Devlet adamı olmak, zor iştir. Bir kere devlet adamı olabilmek için önce vatansever, millet sever olmak, vatandaşlarla iyi bir iletişim kurmak gerekir.Tıpkı Kayseri Valisi Gökmen Çiçek gibi. Dilde değil, yürekte yaşamak gerekir vatan, millet ve bayrak aşkını…

Sadece vatansever olmak da yetmez, hümanist olmak lazım…

Ben, o, biz, siz diye ötekileştirmeden, tüm insanlığı sevebilecek, kocaman bir yüreğe sahip olmak gerekir…
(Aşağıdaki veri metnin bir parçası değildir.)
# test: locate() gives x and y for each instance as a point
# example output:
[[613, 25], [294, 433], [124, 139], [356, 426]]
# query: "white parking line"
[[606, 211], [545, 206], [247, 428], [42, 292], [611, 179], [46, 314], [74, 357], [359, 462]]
Sonra engin denizler gibi bilgi ve birikim gerekir…

Sağduyu, büyük bir hoşgörü ve güçlü bir kişilik ister…

Halkın eğilimlerini çok iyi sezen zekalı bir ruh ister…Namuslu, dürüst bir hizmet anlayışı, ahlak, erdem zaten olmazsa olmazıdır…

Ülkesini ve insanını çok seven ve bu bilinçle yetişen kamu yöneticileri gibi devlet adamlarıdır, kısaca…Geçmişten bugüne maalesef giderek azalıyor, sayıları…Bugün ise yok denecek kadar azlar…

Türkiye Cumhuriyeti ve devrimler ile kavgalı, milletini bölmeye çalışan, hukuk tanımayan, demokrasiyle sorunu olanlar almış başını gidiyor…

Bir dönem Türkiye Cumhuriyeti Hükümetinde Adalet Bakanı olan Mahmut Esat Bozkurt’un “Devlet adamları fakir ölmelidirler ki, idare ettikleri milletler zengin ve mesut olsunlar. Devlet adamları cep doldurmaya kalkarlarsa millet, fakir, bedbaht olur, dava hezimete uğrar. Fakirlik içinde ölmek, devlet adamının, hele ihtilal şeflerinin süsüdür. İhtilal şefleri, devlet adamları fakirlikle taçlanırlar” ifadesindekiler giderek azalıyor…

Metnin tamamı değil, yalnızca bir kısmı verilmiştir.